Tapi ingat menjawab pertanyaan yang salah tidak akan pernah sampai pada jawaban yang benar.

Kriminalisasi Advokat: Sebab dan Akibatnya Dari Faktor Eksternal (APH) dan Internal (Advokat).

Kriminalisasi disini maksudnya adalah perlakuan eksternal yang dialami advokat dewasa ini ketika menjalankan jabatannya sebagai advokat. Mengapa terjadi, dalam banyak hal secara singkat adalah akibat dari sebab dari multi faktor baik eksternal maupun internal. Secara internal misalnya karena adanya “ulah oknum advokat” (ingat advokat Bakpao) dan penyalah-gunaan jabatannya oleh “oknum” ketum OA dengan menjadikan OA seolah-olah ormas dengan cara “dominasi” kepemimpinannya pada saat yang sama (internal). Jadi advokat tidak fair jika hanya menunjuk kesalahan terjadinya seperti kriminalisasi itu sebabnya hanya pada orang lain (eksternal).

Bagaimana OA disalah-gunakan “oknum” itu baik sendiri-sendiri maupun bersama-sama “pengikutnya”, menurut MK yaitu dengan cara dominasi. Cara dominasi ini telah merusak “tata-kelola” OA akhirnya profesi advokat itu. Bentuk dominasinya variatif seperti nepotisme dan favoritisme bahkan mungkin dengan koruptif. Dalam kaitan ini MK sampai ikut “mengingatkan” adanya dominasi itu dan yang harus dihentikan. MK menyatakan bahwa periodisasi jabatan Ketum tidak boleh lebih dari 2 kali berturut-turut atau tidak. Oleh karena itu secara jujur harus kita lihat sebab-akibatnya, transparan, jujur dan lengkap serta obyektif tentang kriminalisasi ini, yakni selain karena faktor eksternal (APH) tapi ada juga karena sebab internal ( “Oknum Advokat”).
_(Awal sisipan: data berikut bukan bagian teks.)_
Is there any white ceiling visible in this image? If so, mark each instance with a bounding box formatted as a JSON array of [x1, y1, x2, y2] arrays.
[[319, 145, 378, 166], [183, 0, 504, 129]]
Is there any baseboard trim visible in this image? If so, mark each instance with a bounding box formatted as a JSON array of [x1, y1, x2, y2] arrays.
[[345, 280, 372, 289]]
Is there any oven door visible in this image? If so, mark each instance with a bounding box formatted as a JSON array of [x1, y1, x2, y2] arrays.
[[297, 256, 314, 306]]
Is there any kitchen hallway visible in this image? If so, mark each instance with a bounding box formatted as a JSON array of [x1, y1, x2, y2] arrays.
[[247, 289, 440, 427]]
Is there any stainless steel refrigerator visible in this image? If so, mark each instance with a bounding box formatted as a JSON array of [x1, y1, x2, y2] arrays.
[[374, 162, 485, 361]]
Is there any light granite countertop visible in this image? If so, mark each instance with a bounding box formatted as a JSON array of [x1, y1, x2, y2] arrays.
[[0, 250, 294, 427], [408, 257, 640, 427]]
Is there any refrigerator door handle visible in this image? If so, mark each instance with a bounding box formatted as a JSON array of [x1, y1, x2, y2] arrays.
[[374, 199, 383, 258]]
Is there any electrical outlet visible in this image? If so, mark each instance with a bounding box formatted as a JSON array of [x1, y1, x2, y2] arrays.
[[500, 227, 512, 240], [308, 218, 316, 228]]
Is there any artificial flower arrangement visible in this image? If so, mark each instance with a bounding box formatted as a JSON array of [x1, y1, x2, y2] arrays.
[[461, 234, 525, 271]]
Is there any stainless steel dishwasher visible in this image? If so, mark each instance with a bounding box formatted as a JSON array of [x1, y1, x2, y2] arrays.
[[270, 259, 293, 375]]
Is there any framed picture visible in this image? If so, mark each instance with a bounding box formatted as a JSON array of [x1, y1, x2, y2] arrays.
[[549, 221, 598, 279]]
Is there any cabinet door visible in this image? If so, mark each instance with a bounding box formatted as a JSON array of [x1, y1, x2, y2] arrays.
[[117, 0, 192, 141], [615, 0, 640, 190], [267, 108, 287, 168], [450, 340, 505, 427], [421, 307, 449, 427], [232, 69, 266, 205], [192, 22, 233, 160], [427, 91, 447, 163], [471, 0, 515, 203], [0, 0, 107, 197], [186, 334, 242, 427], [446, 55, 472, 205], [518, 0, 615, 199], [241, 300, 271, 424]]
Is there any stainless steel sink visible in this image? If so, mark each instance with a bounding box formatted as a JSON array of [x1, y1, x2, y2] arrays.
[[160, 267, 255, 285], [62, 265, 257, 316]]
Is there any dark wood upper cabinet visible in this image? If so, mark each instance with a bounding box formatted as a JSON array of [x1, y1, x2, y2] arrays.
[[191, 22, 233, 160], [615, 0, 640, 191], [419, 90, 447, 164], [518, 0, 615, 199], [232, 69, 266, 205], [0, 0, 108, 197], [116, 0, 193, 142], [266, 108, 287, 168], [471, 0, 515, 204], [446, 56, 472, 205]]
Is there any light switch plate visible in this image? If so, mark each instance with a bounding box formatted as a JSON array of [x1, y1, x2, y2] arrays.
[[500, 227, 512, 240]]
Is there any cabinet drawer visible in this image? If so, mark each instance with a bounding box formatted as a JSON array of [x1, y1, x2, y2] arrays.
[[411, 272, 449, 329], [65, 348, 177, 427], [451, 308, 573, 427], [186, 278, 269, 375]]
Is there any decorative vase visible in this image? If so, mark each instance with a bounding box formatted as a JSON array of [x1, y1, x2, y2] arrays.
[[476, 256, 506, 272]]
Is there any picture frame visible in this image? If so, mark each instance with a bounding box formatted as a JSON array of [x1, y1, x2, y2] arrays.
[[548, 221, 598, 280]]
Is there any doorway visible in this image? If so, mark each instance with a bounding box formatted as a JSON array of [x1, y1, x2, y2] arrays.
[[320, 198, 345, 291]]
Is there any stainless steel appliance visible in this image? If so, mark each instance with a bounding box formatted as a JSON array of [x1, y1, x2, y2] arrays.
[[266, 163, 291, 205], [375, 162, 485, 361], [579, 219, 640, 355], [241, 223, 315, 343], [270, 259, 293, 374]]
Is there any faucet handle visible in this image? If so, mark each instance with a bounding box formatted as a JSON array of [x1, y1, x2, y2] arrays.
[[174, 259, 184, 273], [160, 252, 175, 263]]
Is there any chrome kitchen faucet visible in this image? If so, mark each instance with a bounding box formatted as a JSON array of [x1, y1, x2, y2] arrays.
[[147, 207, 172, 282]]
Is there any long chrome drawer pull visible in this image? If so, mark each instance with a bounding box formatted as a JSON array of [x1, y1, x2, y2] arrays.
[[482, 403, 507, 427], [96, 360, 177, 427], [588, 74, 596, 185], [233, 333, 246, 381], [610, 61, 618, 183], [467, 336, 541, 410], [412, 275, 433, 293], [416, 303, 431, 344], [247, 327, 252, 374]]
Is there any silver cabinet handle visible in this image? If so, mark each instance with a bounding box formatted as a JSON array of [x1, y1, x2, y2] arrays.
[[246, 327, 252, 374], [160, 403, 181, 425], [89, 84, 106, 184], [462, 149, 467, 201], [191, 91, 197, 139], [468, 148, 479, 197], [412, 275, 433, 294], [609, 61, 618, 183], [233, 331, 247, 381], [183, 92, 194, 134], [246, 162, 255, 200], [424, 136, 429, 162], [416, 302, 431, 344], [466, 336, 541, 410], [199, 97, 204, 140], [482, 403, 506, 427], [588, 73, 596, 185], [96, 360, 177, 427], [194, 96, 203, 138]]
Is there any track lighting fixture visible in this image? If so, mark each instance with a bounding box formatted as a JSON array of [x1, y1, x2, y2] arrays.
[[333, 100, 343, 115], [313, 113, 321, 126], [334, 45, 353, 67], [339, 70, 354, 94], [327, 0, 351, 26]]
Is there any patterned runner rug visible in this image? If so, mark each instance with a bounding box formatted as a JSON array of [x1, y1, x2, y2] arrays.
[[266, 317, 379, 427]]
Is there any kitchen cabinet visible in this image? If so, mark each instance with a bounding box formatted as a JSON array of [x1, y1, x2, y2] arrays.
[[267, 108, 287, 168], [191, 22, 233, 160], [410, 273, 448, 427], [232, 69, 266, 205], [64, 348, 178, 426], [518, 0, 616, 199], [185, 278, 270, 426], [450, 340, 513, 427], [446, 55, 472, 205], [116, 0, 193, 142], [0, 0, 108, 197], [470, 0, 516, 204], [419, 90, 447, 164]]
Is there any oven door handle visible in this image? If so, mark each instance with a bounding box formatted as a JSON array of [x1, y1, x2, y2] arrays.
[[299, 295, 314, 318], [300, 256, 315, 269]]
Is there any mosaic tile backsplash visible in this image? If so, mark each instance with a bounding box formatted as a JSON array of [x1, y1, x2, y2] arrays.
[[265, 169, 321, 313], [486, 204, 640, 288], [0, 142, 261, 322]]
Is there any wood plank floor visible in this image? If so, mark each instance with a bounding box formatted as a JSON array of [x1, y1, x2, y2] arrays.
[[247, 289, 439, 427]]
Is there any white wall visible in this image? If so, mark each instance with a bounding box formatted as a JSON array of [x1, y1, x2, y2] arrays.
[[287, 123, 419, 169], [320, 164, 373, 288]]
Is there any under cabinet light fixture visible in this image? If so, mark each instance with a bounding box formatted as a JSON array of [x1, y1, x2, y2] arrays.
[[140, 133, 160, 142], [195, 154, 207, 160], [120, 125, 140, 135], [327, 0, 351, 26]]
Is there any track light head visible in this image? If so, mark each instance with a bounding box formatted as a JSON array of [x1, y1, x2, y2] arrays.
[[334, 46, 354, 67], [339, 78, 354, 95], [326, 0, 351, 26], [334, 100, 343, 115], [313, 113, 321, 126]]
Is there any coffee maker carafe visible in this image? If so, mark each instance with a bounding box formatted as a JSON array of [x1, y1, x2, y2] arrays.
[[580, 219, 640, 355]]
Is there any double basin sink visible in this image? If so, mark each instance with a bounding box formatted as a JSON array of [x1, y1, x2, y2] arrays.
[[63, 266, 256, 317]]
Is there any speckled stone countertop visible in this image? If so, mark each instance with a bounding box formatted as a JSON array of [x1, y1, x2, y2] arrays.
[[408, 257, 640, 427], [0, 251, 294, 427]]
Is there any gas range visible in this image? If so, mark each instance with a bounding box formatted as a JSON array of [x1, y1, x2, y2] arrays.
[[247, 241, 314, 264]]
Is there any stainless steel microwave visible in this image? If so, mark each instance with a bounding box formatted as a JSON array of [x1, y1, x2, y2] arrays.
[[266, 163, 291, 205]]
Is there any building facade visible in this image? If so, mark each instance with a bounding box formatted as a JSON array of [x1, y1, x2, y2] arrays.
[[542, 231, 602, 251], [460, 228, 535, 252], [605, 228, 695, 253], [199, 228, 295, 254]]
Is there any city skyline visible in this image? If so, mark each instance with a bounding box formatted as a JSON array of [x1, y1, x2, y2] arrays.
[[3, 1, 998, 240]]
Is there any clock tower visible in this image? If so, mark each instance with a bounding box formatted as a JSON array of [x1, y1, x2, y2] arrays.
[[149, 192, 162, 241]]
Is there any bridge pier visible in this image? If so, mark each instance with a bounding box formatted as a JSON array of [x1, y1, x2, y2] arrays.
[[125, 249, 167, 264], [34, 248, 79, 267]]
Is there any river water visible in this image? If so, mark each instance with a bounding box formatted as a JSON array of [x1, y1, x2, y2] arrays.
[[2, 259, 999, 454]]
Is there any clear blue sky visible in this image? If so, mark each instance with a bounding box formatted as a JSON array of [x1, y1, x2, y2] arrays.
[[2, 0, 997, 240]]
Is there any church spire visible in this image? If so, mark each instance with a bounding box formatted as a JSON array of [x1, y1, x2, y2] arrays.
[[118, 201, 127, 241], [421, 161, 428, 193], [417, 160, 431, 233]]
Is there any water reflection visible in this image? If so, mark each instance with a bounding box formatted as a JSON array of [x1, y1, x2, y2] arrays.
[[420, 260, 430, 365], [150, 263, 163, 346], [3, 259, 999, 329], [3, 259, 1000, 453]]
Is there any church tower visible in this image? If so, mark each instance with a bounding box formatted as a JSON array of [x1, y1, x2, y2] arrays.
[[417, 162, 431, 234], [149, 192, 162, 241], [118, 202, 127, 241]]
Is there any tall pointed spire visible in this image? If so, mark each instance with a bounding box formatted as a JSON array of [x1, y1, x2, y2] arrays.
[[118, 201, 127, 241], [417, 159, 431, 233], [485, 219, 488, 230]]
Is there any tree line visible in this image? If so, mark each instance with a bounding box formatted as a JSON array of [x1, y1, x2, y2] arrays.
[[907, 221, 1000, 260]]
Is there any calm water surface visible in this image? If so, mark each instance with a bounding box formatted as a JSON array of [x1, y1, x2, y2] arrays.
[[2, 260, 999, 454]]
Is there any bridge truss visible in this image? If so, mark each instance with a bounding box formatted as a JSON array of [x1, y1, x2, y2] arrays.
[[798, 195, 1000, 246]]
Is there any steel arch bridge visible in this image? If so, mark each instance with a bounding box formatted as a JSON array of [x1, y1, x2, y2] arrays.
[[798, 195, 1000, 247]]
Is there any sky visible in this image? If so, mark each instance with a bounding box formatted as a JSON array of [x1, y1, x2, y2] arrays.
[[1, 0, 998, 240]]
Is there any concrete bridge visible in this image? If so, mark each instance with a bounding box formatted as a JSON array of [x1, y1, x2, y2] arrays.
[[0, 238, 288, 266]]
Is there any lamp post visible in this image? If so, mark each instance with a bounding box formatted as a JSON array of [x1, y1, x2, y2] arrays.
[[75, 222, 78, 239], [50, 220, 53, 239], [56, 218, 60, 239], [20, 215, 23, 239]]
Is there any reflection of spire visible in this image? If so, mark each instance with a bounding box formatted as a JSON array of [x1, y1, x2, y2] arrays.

Pasal 21 UU Tipikor tentang merintangi penyidikan telah menjadi alat (“loop-holes”) untuk kriminalisasi. Mengapa pasal itu bisa menjadi alat APH ? Karena monopoli tafsir. Monopoli tafsir telah terjadi atas makna norma “merintangi” dalam pasal 21 UU Tipikor itu. Dengan monopoli tafsir ini telah menutup mata dan hati nuraninya atas adanya status, kewenangan dan kode etika advokat yang harus dirujuk sebagai dasar hukum. Tegasnya sekiranya semua ini dibaca, dimengerti dan diterapkan oleh APH dengan benar maka niscaya kriminalisasi itu tidak akan pernah ada. Dan sekiranya OA sudah dengan standar profesi yang kuat, kriminalisasi mungkin juga tidak akan terjadi.

Dalam UU Advokat diatur kewenangan (hak) advokat mendapat segala informasi yang dibutuhkan dalam rangka pembelaan (ps 17 UU Advokat). Tapi misalnya advokat bertemu dan atau mendampingi saksi yang sudah diperiksa penyidik dimaknai sebagai telah melakukan perbuatan merintangi. Karena itu kewenangannya untuk memangil, memeriksa, menggledah bahkan menahan Advokat sesuai UU nya diterapkan secara tegas. Pada hal advokat adalah penegak hukum (ps 5 UU Advokat). Dalam menjalankan kedudukannya sebagai penegak hukum itu UU menyatakan, “… advokat berhak memperoleh informasi, data, dan dokumen lainnya, baik dari instansi Pemerintah maupun pihak lain yang berkaitan dengan kepentingan tersebut yang diperlukan untuk pembelaan kliennya sesuai dengan peraturan perundang-undangan” (ps 17 UU Advokat).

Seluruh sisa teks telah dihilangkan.